The third version of the Work Related Deaths Protocol came into effect on 1 October, and it could see firms responsible for a fatality on their site prosecuted a lot quicker

The Work Related Deaths Protocol was first introduced in 1998 following the 1997 case of R vs Beedie. In this case a tenant of a property died of carbon monoxide poisoning caused by the use of a defective gas fire. The landlord was prosecuted under the Health and Safety at Work etc Act 1974 arising out of a breach by the landlord to ensure that the appliance was properly maintained and repaired (the landlord was fined £1,500). The landlord also pleaded guilty to other offences that related to other defective gas installations at the property for which he received a conditional discharge. A year later he was charged with manslaughter.

The landlord successfully argued in the Court of Appeal that the subsequent manslaughter prosecution was an abuse of process (a breach of the so-called “double jeopardy” rule). This was because the manslaughter prosecution was based on the same facts as the previous health and safety prosecution. The court will only allow a subsequent prosecution where there are special circumstances. The public interest in bringing a manslaughter charge or the wishes of the bereaved family did not constitute special circumstances.

The change to the protocol will reduce the number of firms being closed down and restarted to avoid prosecution

The Beedie case prompted the introduction of the Work Related Deaths Protocol whose initial signatories included the Crown Prosecution Service, the Health and Safety Executive, the British Transport Police, the Local Government Association and the Association of Chief Police Officers.

The protocol is now on its third version, in effect from 1 October. Its aim is to “emphasise the importance of working together to investigate thoroughly and to prosecute appropriately those responsible for work-related deaths in England and Wales”.

As its name suggests, the protocol applies to fatalities resulting from an incident arising out of or in connection with work or where a victim suffers such serious injuries that there is a clear indication according to medical opinion of a strong likelihood of death. The relevant signatories must consult with each other before any decisions are made jointly as to what charges (if any) to bring. The signatories, where necessary, will also need to co-ordinate the timings of any such prosecutions to try to avoid being caught by the double jeopardy rule.

The main change to the third incarnation of the protocol (apart from adding three new signatories in the form of the Office of Rail Regulation, the Maritime and Coastguard Agency and the Chief Fire Officers Association) relates to timing. From 1 October 2011, where the relevant enforcing authority has completed an investigation into a work-related death, it must consider whether to bring charges at that stage or whether to wait until the result of a coroner’s inquest before making that decision. As part of the decision making process it must consult the police, Crown Prosecution Service, coroner and the deceased’s family together with anyone else who has a legitimate interest. So from 1 October health and safety prosecutions can be brought before an inquest into the cause of death. Historically, any decisions as to whether to prosecute for health and safety breaches had to wait until after an inquest. This was, on the one hand, useful as the prosecuting authorities could wait until after an inquest to consider the strength of the evidence they had but, on the other hand, the cause of significant delays especially as the inquest itself could take years to run its course.

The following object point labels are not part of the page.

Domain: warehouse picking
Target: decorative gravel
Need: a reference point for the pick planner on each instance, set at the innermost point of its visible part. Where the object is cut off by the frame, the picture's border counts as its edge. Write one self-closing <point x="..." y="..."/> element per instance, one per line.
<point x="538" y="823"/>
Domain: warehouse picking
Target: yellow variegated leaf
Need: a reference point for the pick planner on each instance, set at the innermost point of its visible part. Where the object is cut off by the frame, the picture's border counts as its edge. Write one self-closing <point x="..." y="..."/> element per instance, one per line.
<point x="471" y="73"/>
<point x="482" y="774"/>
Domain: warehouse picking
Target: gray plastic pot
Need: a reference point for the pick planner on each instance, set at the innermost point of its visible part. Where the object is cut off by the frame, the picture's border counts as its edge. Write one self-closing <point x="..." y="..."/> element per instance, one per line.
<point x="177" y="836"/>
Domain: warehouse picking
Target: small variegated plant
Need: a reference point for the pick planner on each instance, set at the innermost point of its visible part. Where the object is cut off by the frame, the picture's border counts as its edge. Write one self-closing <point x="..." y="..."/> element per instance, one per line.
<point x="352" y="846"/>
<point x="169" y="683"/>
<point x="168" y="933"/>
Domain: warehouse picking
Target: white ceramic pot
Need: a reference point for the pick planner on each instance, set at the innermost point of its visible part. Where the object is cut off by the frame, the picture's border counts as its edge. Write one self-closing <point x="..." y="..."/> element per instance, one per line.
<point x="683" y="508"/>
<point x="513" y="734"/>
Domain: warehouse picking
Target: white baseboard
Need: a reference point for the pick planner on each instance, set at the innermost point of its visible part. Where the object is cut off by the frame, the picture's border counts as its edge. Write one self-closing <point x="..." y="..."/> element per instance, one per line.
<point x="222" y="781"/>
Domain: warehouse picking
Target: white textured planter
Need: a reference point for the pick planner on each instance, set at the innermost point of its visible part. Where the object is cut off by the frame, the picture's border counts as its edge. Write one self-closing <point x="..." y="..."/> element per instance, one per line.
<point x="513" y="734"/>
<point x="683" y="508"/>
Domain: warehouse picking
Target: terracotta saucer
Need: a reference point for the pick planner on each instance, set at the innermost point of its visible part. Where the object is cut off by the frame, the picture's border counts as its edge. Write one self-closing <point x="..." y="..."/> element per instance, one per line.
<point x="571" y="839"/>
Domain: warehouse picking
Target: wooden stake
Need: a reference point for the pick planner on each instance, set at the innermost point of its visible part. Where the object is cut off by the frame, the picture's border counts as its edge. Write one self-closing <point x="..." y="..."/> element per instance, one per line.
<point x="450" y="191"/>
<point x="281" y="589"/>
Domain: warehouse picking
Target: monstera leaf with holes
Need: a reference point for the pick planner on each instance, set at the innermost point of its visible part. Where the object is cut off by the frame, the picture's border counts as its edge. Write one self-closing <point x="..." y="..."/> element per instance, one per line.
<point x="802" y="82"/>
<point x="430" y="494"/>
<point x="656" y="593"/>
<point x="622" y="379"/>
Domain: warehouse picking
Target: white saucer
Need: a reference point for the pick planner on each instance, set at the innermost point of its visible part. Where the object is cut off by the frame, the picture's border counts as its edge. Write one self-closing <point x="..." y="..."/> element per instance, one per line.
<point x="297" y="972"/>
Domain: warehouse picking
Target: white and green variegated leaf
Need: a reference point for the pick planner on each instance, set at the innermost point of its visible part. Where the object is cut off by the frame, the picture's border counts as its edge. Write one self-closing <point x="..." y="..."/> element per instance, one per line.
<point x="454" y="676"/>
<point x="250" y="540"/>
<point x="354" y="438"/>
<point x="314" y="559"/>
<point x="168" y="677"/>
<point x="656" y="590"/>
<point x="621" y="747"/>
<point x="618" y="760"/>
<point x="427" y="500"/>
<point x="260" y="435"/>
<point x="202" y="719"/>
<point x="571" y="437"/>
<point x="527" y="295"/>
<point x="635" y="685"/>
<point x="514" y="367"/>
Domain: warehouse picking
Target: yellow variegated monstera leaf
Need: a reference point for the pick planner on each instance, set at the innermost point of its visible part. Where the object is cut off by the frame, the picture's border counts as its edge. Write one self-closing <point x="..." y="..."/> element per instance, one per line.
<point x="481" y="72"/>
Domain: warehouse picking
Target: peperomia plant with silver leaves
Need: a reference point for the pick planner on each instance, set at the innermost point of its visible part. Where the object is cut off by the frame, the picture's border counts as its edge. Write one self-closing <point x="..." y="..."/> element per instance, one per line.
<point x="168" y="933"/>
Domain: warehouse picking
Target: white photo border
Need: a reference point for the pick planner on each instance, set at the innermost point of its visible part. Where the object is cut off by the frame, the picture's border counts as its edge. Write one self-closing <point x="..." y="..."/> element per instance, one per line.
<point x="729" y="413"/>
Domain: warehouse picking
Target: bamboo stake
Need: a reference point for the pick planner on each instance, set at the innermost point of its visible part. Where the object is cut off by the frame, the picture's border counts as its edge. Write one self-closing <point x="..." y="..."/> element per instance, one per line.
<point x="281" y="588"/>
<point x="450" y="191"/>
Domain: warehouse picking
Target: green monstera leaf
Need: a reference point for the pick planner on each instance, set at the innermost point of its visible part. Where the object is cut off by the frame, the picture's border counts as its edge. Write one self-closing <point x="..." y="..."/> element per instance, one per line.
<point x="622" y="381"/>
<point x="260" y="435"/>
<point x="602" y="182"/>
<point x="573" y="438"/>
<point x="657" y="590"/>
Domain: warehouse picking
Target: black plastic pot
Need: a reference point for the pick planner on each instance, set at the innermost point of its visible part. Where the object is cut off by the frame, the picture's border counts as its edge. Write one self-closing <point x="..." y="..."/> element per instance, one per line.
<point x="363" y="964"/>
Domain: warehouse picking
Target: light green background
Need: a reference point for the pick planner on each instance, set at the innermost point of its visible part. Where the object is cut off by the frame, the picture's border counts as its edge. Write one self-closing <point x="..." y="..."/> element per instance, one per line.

The relevance of this is twofold: firstly, bereaved family members should see swifter justice being implemented rather than having to wait sometimes years for decisions on prosecutions to be made; secondly, it will reduce the number of firms (especially those in the construction industry) being closed down and restarted under a different name in an attempt to avoid prosecution. Previously there was enough time for unscrupulous business owners to do this, often using the same bad practices and equipment that caused the death in the first place. A welcome change given that, according to Ucatt, 70% of fatalities are caused or contributed to by management failings and that last year there were some 50 fatalities on construction sites (a 22% increase on the previous year’s figures).